The basic substance of the critique that Game of Thrones and thus House of the Dragon makes is that the fight to sit on the Iron Throne, which in the fiction of this world is literally made up of the melted swords of the civilizations that these emperors have conquered, is one with no winner. In these stories, even if you manage to secure your right to power in a succession crisis, not only will hundreds of thousands of people die, you’ll also alienate everyone close to you. As a viewer who is not a billionaire, I get a sick comfort from stories like these, and the idea that the ruling classes are all walking gremlins. If you’re a billionaire I imagine you don’t care—even the depiction of a bad monarch is another piece of the powerful myth that monarchy or its equivalent is a valid way to organize society. In House of the Dragon, even if the decisions of the Targaryans are questioned, the idea that they are prophets with a special bloodline is not.

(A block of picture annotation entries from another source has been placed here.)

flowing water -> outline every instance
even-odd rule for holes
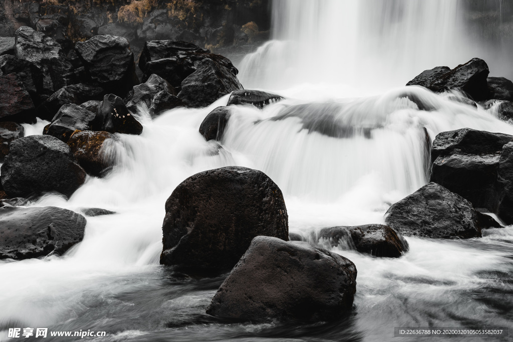
[[[459,34],[457,2],[273,6],[279,40],[248,56],[241,77],[246,88],[279,90],[287,99],[263,110],[233,107],[220,143],[205,141],[198,128],[227,96],[153,119],[142,109],[142,134],[117,135],[106,149],[115,163],[107,176],[88,178],[69,200],[50,194],[29,205],[116,213],[88,218],[84,240],[63,257],[0,261],[0,340],[5,329],[27,327],[107,332],[96,341],[408,340],[393,337],[394,327],[513,328],[513,227],[466,240],[408,237],[409,251],[397,259],[334,249],[358,270],[354,310],[310,326],[210,317],[205,310],[226,275],[192,279],[159,265],[165,200],[196,172],[228,165],[264,171],[284,193],[290,231],[311,239],[324,227],[383,223],[391,204],[425,184],[426,131],[431,142],[462,127],[513,134],[493,108],[461,103],[460,94],[400,86],[422,70],[465,60],[450,37],[440,54],[423,46],[441,32]],[[368,25],[360,15],[364,6]],[[328,41],[335,51],[324,47]],[[406,49],[410,56],[398,59]],[[381,67],[362,73],[369,51]],[[46,123],[26,126],[27,134]]]

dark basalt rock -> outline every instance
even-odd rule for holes
[[[101,100],[104,93],[102,88],[91,85],[79,83],[66,86],[41,104],[37,108],[37,116],[44,120],[51,121],[63,106],[69,104],[80,105],[86,101]]]
[[[239,73],[225,57],[189,43],[173,41],[146,42],[139,58],[139,67],[144,73],[143,81],[156,74],[180,89],[182,81],[196,71],[198,65],[205,58],[224,67],[234,77]]]
[[[104,35],[79,42],[75,50],[87,74],[106,91],[124,96],[139,83],[133,54],[122,37]]]
[[[33,123],[34,103],[16,74],[0,76],[0,120]]]
[[[408,249],[408,243],[400,234],[383,225],[324,228],[319,232],[318,237],[330,247],[341,244],[354,247],[361,253],[375,256],[399,257]]]
[[[112,167],[103,151],[105,140],[115,136],[107,132],[77,132],[71,135],[68,145],[80,166],[86,172],[101,177]]]
[[[349,312],[357,270],[348,259],[308,243],[257,236],[212,299],[221,317],[332,320]]]
[[[23,126],[9,121],[0,122],[0,162],[9,154],[9,146],[11,142],[23,137],[25,134]]]
[[[437,238],[481,237],[481,227],[472,204],[430,183],[394,203],[385,222],[405,236]]]
[[[490,98],[513,101],[513,82],[504,77],[488,77],[487,81]]]
[[[195,71],[182,81],[178,97],[189,107],[207,107],[220,97],[242,89],[229,69],[205,58],[198,65]]]
[[[200,134],[207,141],[215,139],[221,141],[225,127],[230,118],[230,107],[218,107],[205,117],[200,126]]]
[[[284,97],[275,94],[260,90],[235,90],[231,93],[227,106],[230,105],[251,105],[262,109],[265,106],[278,102]]]
[[[489,97],[487,78],[490,71],[484,61],[475,58],[452,70],[448,69],[438,67],[426,70],[406,85],[422,86],[436,92],[460,90],[476,101]]]
[[[0,259],[62,255],[84,238],[86,219],[55,207],[0,208]]]
[[[95,117],[94,113],[78,105],[65,105],[61,107],[52,123],[45,127],[43,134],[67,143],[75,131],[90,130]]]
[[[258,235],[288,238],[281,191],[263,172],[231,166],[197,173],[166,202],[160,263],[186,272],[230,269]]]
[[[10,197],[28,197],[50,191],[69,197],[82,185],[86,172],[69,147],[50,135],[30,135],[11,142],[0,179]]]
[[[143,132],[143,125],[128,111],[123,99],[113,94],[104,96],[103,101],[98,106],[93,128],[96,131],[126,134]]]

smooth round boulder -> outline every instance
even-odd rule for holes
[[[57,192],[70,197],[86,179],[69,147],[50,135],[30,135],[11,143],[0,171],[10,197]]]
[[[84,238],[86,218],[55,207],[0,208],[0,259],[62,255]]]
[[[430,183],[388,209],[385,222],[407,236],[437,238],[481,237],[472,204],[441,185]]]
[[[252,321],[332,320],[352,308],[357,273],[351,260],[311,244],[258,236],[207,313]]]
[[[197,173],[176,187],[165,208],[160,263],[186,271],[229,270],[258,235],[288,239],[281,190],[256,170]]]

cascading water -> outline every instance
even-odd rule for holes
[[[68,200],[49,194],[29,205],[116,213],[88,218],[84,240],[64,257],[0,261],[0,331],[108,332],[96,341],[394,340],[398,326],[513,328],[510,227],[465,241],[407,238],[409,252],[393,259],[334,249],[356,265],[357,293],[355,314],[327,325],[220,323],[205,311],[222,277],[192,279],[159,265],[164,203],[195,173],[263,171],[284,194],[290,231],[309,239],[323,227],[382,223],[390,204],[425,184],[426,132],[431,141],[462,127],[513,134],[493,108],[454,100],[461,94],[393,89],[468,59],[450,44],[457,9],[446,0],[274,2],[280,40],[247,56],[241,77],[287,99],[262,110],[233,106],[219,143],[198,128],[227,96],[153,119],[143,109],[143,134],[117,135],[106,151],[116,163],[106,177],[88,179]],[[369,80],[379,86],[366,88]],[[38,134],[45,123],[26,131]]]

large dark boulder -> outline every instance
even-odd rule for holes
[[[0,208],[0,259],[64,254],[84,238],[86,219],[55,207]]]
[[[513,82],[504,77],[488,77],[490,98],[513,101]]]
[[[93,128],[96,131],[126,134],[143,132],[143,125],[130,112],[123,99],[113,94],[106,95],[98,105]]]
[[[234,90],[243,89],[237,77],[210,58],[202,61],[196,71],[182,82],[178,97],[191,107],[207,107]]]
[[[69,197],[82,185],[86,172],[69,147],[50,135],[30,135],[11,142],[0,170],[2,188],[11,197],[56,191]]]
[[[474,58],[452,70],[447,67],[438,67],[425,70],[406,85],[422,86],[436,92],[460,90],[473,100],[481,101],[489,98],[487,78],[489,72],[484,61]]]
[[[205,58],[227,68],[234,76],[239,73],[226,57],[189,43],[173,41],[146,42],[139,58],[139,67],[143,71],[144,81],[155,74],[180,89],[182,81],[194,72]]]
[[[383,225],[324,228],[318,237],[320,243],[330,247],[342,246],[375,256],[397,258],[408,249],[408,243],[400,234]]]
[[[0,120],[35,122],[34,103],[16,74],[0,75]]]
[[[101,177],[112,167],[104,146],[108,144],[106,140],[114,138],[113,134],[107,132],[83,131],[71,135],[68,145],[86,172]]]
[[[354,264],[335,253],[257,236],[207,313],[252,321],[332,320],[352,309],[356,277]]]
[[[470,201],[497,210],[497,169],[502,147],[513,136],[463,128],[437,135],[430,180]]]
[[[212,139],[221,141],[230,118],[230,110],[229,107],[218,107],[205,117],[200,126],[200,134],[207,141]]]
[[[166,202],[161,264],[193,272],[229,270],[258,235],[288,238],[287,209],[263,172],[230,166],[197,173]]]
[[[75,50],[87,74],[107,92],[124,96],[139,83],[128,41],[109,35],[78,42]]]
[[[95,118],[95,114],[78,105],[65,105],[61,107],[52,123],[45,127],[43,134],[67,143],[75,131],[91,130]]]
[[[477,212],[468,200],[430,183],[394,203],[385,222],[403,235],[438,238],[480,237]]]
[[[21,125],[9,121],[0,122],[0,162],[9,154],[11,142],[23,137],[25,129]]]
[[[261,109],[267,105],[281,101],[284,98],[281,95],[260,90],[243,89],[235,90],[231,93],[227,106],[251,105]]]
[[[101,100],[104,94],[103,89],[96,86],[84,83],[66,86],[41,104],[37,108],[37,116],[44,120],[51,121],[64,105],[80,105],[86,101]]]

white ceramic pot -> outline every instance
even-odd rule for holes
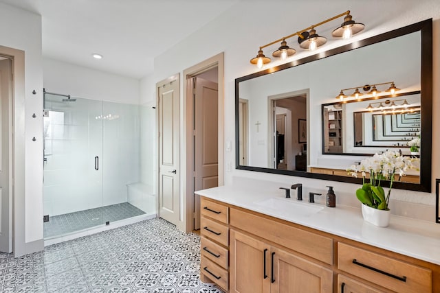
[[[365,204],[362,206],[364,220],[379,227],[386,227],[390,224],[391,211],[373,209]]]

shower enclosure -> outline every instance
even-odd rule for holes
[[[155,214],[141,176],[141,115],[148,113],[45,91],[45,239]]]

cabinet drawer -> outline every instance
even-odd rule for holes
[[[230,209],[230,225],[333,264],[333,239],[250,213]]]
[[[229,228],[222,224],[201,216],[200,218],[200,234],[216,242],[228,246],[229,245]]]
[[[200,261],[200,273],[207,277],[210,280],[228,290],[229,288],[229,276],[228,271],[220,268],[206,257],[202,257]]]
[[[338,268],[398,292],[432,292],[432,271],[338,243]]]
[[[201,213],[206,217],[211,218],[222,223],[228,224],[228,208],[223,204],[212,202],[202,197],[200,200]]]
[[[228,269],[229,257],[226,248],[202,237],[200,249],[202,257],[207,257],[223,268]]]

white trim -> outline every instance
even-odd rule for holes
[[[12,250],[14,257],[24,255],[26,250],[25,205],[25,52],[0,46],[0,52],[12,59],[13,72],[13,211]],[[41,248],[43,249],[43,247]],[[37,249],[34,248],[34,249]],[[34,250],[34,249],[32,249]],[[37,251],[37,250],[35,250]],[[32,251],[34,252],[34,251]]]

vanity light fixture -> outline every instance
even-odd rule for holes
[[[350,10],[348,10],[329,19],[326,19],[324,21],[321,21],[319,23],[311,25],[309,27],[306,27],[294,34],[289,34],[289,36],[284,36],[280,39],[260,47],[256,57],[251,59],[250,62],[256,65],[258,68],[261,68],[263,65],[270,62],[270,58],[266,57],[263,54],[263,49],[279,42],[281,42],[281,45],[272,54],[272,56],[275,58],[280,58],[282,60],[287,59],[288,57],[294,55],[296,53],[296,50],[287,45],[286,40],[295,36],[298,36],[298,43],[301,48],[311,51],[316,49],[318,47],[320,47],[327,43],[327,38],[316,34],[315,28],[342,16],[344,16],[344,23],[342,23],[339,27],[333,31],[332,36],[333,37],[349,38],[353,34],[362,31],[365,27],[364,24],[355,22],[353,20],[353,16],[350,14]]]
[[[353,93],[353,94],[350,95],[350,97],[359,99],[360,96],[364,95],[360,92],[360,91],[359,91],[360,88],[362,89],[364,91],[366,92],[367,95],[371,95],[373,97],[376,97],[380,93],[382,93],[382,91],[379,91],[376,86],[382,86],[384,84],[390,84],[390,87],[385,91],[390,93],[391,95],[394,95],[396,91],[400,90],[400,89],[397,89],[396,87],[394,82],[381,82],[380,84],[365,84],[363,86],[355,86],[352,88],[342,89],[339,95],[336,96],[336,99],[344,99],[344,98],[347,97],[347,96],[344,94],[344,91],[352,89],[354,89],[355,91]]]

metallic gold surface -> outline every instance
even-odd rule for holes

Jeff Bezos has over $150 billion, and The Rings of Power is yet another display of his vast wealth. It cost an estimated $1 billion to produce the show, and you can see it in each frame. The Rings of Power’s depictions of places like Khazad-Dun and Numenor are lush and full of detail, packed full of props and extras and immaculately designed costumes. In particular, the set design for the Harfoots—they’re hobbits but they live in a caravan—have this meticulously designed randomness to them, with each family tying different kinds of plants into their hair. Like Blue Origin and Bezos’s flight into space, as much as anything, The Rings of Power is a monument to the empire of money that Bezos has accrued.
What’s fascinating about the position of someone like Bezos in this structure of power is that the fiction he likes so much—and he was invested enough in the show to give notes to the production team—depicts its ancient leadership as being ill-equipped for the world that’s coming. If this matters at all to Bezos is unclear, and seems unlikely, though if you’re a fan of Tolkien you’re probably aware that the ruling family in charge of the island city of Numenor will not last long. Neither will Numenor, which is long gone by the time of Lord of the Rings. The Rings of Power depicts Isildur as a young man trying to get out of the shadow of his father—if you’re a Lord of the Rings fan, you may better remember him as the king of Gondor who refused to give up the One Ring, leading to his doom.
The Rings of Power becomes a critique of Tolkien not just in that it has people of color in it, but also in that it allows the audience to imagine the kingdom before it fell. We can see that it’s not perfect. The kings of men, elves, and dwarves, by the virtue of where the story will go, will not be able to see the evil of Sauron rising in their midst, and some will aid and abet him. The idea of a righteous ruler is as much a fantasy here as the fantasy races. The world never was like this—we have far too many examples of leaders who have consolidated power and then used it to serve themselves rather than to be magnanimous. The fantasy for people like Bezos is that you can crown yourself king of the world and not be a monster.